Mucous membrane graft for severe atopic conjunctivitis
Richard C. Allen, MD, PhD, FACS
Additional Notes: Length 05:06
This video demonstrates treatment of a patient with severe atopic conjunctivitis on the left. This has resulted in punctal and canalicular stenosis as well as severe irritation secondary to the upper palpebral conjunctiva. The patient has failed all medical intervention by the external disease physician and continues to complain of severe photophobia. The upper punctum is dilated with a punctal dilator. A Bowman probe is then placed through the canaliculus which appears to be tight. A hard stop can be appreciated. The same is then performed on the lower eyelid where again the canaliculus appears to be very tight. A hard stop appears to be appreciated and the probe is attempted to be placed down the nasolacrimal duct with difficulty. Again the native lacrimal system is attempted to be palpated. The upper lid canaliculus is again inspected. After multiple attempts, it is determined that a small ostomy will be made with the Bowman probe. This is performed with back-and-forth motions through the posterior portion of the lacrimal sac fossa. A Crawford stent is then placed through the ostomy and retrieved from the nose. I consider this to be a small endonasal dacryocystorhinostomy that definitely is not ideal. The stents are retrieved from the nose and a 4-0 silk suture in placed through the upper eyelid at the level of the tarsus to provide traction.

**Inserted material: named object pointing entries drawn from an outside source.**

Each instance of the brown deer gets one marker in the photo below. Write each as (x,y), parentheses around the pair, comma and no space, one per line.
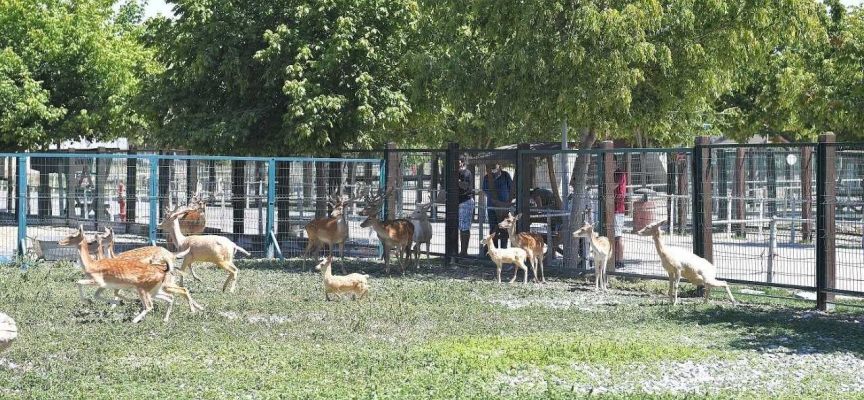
(146,254)
(330,231)
(204,248)
(397,233)
(147,279)
(194,221)
(531,242)
(422,230)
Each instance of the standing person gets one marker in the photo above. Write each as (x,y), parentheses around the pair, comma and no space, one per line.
(466,206)
(121,200)
(500,198)
(620,195)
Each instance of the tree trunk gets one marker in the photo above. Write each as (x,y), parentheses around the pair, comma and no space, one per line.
(577,218)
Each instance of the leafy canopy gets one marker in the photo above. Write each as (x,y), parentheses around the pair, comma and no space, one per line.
(69,70)
(280,77)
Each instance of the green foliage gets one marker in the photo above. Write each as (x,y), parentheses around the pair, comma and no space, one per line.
(281,77)
(68,70)
(515,70)
(432,334)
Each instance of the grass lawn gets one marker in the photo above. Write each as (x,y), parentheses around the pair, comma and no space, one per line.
(433,333)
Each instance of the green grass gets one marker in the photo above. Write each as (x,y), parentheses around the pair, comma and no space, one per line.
(434,333)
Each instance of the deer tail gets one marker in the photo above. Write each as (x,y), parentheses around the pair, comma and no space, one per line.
(242,250)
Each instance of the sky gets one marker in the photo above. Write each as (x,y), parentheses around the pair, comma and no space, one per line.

The eyelid is then everted over a shoehorn speculum were the irregular, scarred palpebral conjunctiva is appreciated. This extends to the superior border the tarsus. It is determined that the conjunctiva will be excised from the posterior surface of the tarsus. This is performed with Westcott scissors. As one can see, the surface of the conjunctiva is very irregular and scarred. After excision of the conjunctiva, the posterior surface of the tarsus is inspected. The tarsus is then scraped with a 15 blade to remove any residual conjunctival epithelium as well as smooth out the surface of the tarsus. This is performed to the eyelid margin. Residual conjunctiva is excised. A mucous membrane graft will be placed over the posterior surface of the tarsus. This has been harvested from the patient's buccal mucosa. This is sutured into position with a running 7–0 Vicryl suture. This will give the patient a new mucous membrane surface on the surface of his tarsus. At the conclusion of the case, the eyelid appears to be in appropriate position. The eye will be patched with a double eye pad and the patient will return in approximately 1 week.